Published
Hi Everyone... I have been a nurse with an exceptional record for three years. I was in the process of being hired on as a unit manager in the next few days......and then....I lost my brain in the middle of an absolute hellish shift. One of my patients exhausted all of her available meds that I could give her and I listened to her beg for hours after all trying all available nursing interventions. I had the brilliant idea to give her Benadryl without calling the doctor. I know better than this. I don't even know how to explain or even justify what I could possibly have been thinking. I have never been afraid to fight for orders before. I have no one to blame but myself. I have been surfing the web all day trying to see if there was hope at the end of this tunnel......I lost my job today and I waiting to hear from the board in a month or so. My DON says that I wont lose my license but will have a letter of admonition on my record forever for this mistake. They say that life is all about learning lessons but...... I don't want to do LTC nursing ever again. It is horribly stressful. Im going to pick myself and be dang sure I NEVER make this mistake again. any ideas???
That surveyor is clearly too ignorant for that job. Oh my freaking goodness... do we need orders to start chest compressions too?Supplemental O2 for sats in the low 80s is clearly indicated per BLS protocols.
I don't think it was the same surveyor but one walked in to a place where my friend was the DON because the family called and said their grandma wasn't getting the correct IV fluid (by the way, they never mentioned this to the nurses). So in walks the surveyor and after doing all the preliminary stuff they do (so they can get their 8 hours in at one facility) goes to look at the MD orders which read: Half normal saline IV at 50 ml per hour for 72 hours. Surveyor looks at what was hanging and said: "Oh, this is incorrect. The order was for half normal saline. This bag says 0.45% NS and and everyone knows that half is 50%.

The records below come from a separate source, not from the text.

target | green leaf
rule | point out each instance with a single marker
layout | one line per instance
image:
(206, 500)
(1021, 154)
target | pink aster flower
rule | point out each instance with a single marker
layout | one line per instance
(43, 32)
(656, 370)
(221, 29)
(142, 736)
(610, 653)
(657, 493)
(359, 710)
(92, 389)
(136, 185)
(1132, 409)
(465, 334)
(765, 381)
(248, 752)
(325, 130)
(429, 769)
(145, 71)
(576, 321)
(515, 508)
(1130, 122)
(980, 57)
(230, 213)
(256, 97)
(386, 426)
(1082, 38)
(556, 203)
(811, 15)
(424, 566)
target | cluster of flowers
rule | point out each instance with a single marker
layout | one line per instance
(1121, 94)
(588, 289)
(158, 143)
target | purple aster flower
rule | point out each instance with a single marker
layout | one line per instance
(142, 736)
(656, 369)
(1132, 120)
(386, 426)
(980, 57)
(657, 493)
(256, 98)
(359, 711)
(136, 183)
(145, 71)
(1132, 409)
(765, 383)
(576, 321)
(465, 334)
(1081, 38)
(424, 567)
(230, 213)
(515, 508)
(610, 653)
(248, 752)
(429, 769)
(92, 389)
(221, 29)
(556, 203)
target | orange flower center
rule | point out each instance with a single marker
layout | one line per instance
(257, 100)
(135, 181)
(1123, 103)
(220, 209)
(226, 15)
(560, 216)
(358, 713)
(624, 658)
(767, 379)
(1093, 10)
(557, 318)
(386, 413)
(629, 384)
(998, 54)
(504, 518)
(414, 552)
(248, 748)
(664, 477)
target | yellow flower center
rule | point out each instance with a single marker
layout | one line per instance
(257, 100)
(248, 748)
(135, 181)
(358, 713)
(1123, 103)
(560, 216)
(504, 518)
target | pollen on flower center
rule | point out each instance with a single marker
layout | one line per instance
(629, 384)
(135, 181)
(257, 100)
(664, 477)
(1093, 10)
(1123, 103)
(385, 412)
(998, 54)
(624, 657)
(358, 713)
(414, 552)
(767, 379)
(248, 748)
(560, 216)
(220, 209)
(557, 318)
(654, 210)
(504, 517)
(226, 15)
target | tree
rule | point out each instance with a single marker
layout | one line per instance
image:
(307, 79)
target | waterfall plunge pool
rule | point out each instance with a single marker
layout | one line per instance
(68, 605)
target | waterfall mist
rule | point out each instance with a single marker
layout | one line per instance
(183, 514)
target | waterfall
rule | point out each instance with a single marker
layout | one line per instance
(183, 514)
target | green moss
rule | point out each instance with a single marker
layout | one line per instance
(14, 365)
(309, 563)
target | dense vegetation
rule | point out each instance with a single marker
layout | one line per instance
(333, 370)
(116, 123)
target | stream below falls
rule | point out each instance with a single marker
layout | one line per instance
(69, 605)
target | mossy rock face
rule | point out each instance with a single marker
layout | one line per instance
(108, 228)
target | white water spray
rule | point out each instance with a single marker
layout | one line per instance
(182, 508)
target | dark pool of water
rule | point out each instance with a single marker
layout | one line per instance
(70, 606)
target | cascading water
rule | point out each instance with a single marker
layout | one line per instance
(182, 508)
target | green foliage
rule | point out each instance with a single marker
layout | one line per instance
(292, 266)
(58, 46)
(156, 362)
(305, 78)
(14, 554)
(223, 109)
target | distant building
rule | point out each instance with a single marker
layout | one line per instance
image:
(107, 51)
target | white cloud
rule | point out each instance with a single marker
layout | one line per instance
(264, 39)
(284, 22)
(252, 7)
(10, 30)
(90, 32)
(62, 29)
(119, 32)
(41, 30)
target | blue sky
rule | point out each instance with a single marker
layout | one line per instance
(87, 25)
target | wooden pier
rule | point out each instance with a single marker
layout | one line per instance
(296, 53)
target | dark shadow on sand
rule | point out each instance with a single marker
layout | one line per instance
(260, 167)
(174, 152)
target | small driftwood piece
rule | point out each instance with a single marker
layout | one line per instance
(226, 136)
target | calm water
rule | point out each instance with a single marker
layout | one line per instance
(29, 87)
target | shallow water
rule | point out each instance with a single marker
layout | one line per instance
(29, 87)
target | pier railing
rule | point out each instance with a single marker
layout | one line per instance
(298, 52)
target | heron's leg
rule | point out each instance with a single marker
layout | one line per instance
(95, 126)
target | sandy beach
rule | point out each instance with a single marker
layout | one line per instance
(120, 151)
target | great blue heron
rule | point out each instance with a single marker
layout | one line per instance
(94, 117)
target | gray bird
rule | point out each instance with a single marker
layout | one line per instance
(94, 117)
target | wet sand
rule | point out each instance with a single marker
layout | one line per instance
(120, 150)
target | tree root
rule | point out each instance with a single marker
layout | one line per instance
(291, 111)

Um, hmmmm, not when NORMAL SALINE is 0.9%!!! People don't become surveyors because they are the best and brightest-although I do know some surveyors who are quite bright and very fair when they come into the building.
I have a few questions:What was the Benadryl given for?
Did the pt experience an adverse/allergic response from the medication?
Did you override the medication or had "leftover" in a vial from another pt?
Don't get me wrong, you definitely were beyond our scope of practice but I am curious as to why you did what you did? (Sorry if that sounds abrupt, I'm a male nurse, its what we do lol.)
In relation to the seriousness of this post, any lol is not appropriate.
Benadryl potentiates opiates. I'm a female nurse.. knowing this is what we do.
I NEVER make this mistake again. any ideas???
Perhaps the most effective way to ensure you never do this again is work in a facility where all meds come out of a dispensing machine and must be charted in an EMR utilizing a verification scanner or portable rover.
Honestly, though, I would be stunned if you ever did anything like this again. This sounds like a sufficiently stressful and memorable event that will be permanently imprinted in your long-term memory.
Giving 25mg of PO Benedryl really isn't any big deal but the system just doesn't work that way (as we all know) so we just don't go there. I have given family members some ibuprofen or APAP out of my personal bag but for a patient? Nope, never ever... only meds ordered by the doc, verified by the pharamacist, and dispensed through the appropriate means.
I imagine that things will all work out in the long run and there's no need to continue to beat yourself up over it. You cannot change anything that happened but you certainly have control over the future.
Keep your chin up and look yourself - and everyone else - straight in the eye. I once made a serious med error and, hard as it was, that was the approach that I took. Over time, the sting faded and I got some positive comments from colleagues about the dignified manner in which I conducted myself and owned up to it, even sitting in room full of people including the manager of risk management, hospital counsel, the nursing director, two pharmacists, a couple of fellow nurses, and a physician.
This, too, shall pass.
Here.I.Stand, BSN, RN
5,047 Posts
That surveyor is clearly too ignorant for that job. Oh my freaking goodness... do we need orders to start chest compressions too?
Supplemental O2 for sats in the low 80s is clearly indicated per BLS protocols.